People with IBS experience repeated stomach pain and changes in bowel movements, which may include constipation, diarrhea or both. Other symptoms can include bloating, feeling like you have unfinished bowel movements or whitish mucus in the stool. These symptoms occur without any visible damage or disease in the digestive tract.
There are three types of IBS, which are defined by what happens on the days when you have abnormal bowel movements:
- IBS with constipation (IBS-C): More than one-fourth of your stools are hard or lumpy and fewer than one-fourth are loose or watery.
- IBS with diarrhea (IBS-D): More than one-fourth of your stools are loose or watery and fewer than one-fourth are hard or lumpy.
- IBS with mixed bowel habits (IBS-M): More than one-fourth of your stools are hard or lumpy and more than one-fourth are loose or watery.
It is difficult to pinpoint the cause of IBS, but people with IBS often share certain problems, such as bacterial infections of the digestive tract, bacterial overgrowth in the small intestine, physical or sexual abuse early in life, mental disorders and food intolerances.

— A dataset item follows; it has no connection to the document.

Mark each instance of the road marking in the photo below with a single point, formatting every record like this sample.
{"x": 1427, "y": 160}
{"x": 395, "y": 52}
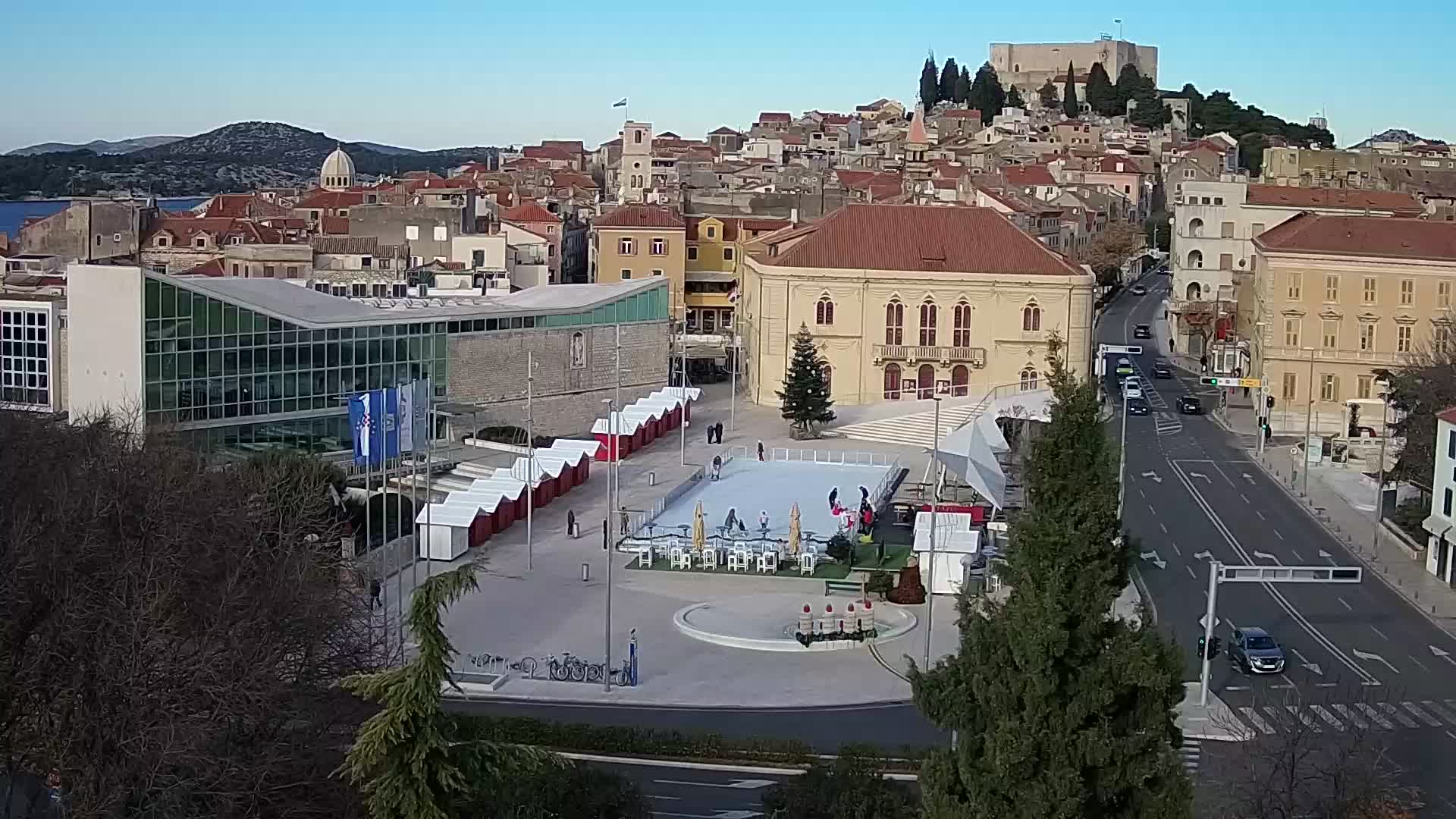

Studies suggest that genetics may also play a role.
Here are some dietary changes your doctor may recommend before prescribing medications:
- Slowly add more fiber to your diet (by two to three grams each day).
- Avoid gluten.
- Avoid foods that contain hard-to-digest carbohydrates, also called FODMAPs. These include fruits (apples, mangoes, pears, plums, watermelons, etc.), vegetables (asparagus, cauliflower, garlic, mushrooms, etc.) and dairy products (soft cheeses, custards, ice cream, etc.).
Research also suggests that increasing physical activity, reducing stress and getting plenty of sleep may help with IBS symptoms.
If you are experiencing abnormal bowel movements and do not know why, speak with your doctor to see if you have IBS. Your doctor will guide you to the appropriate treatment.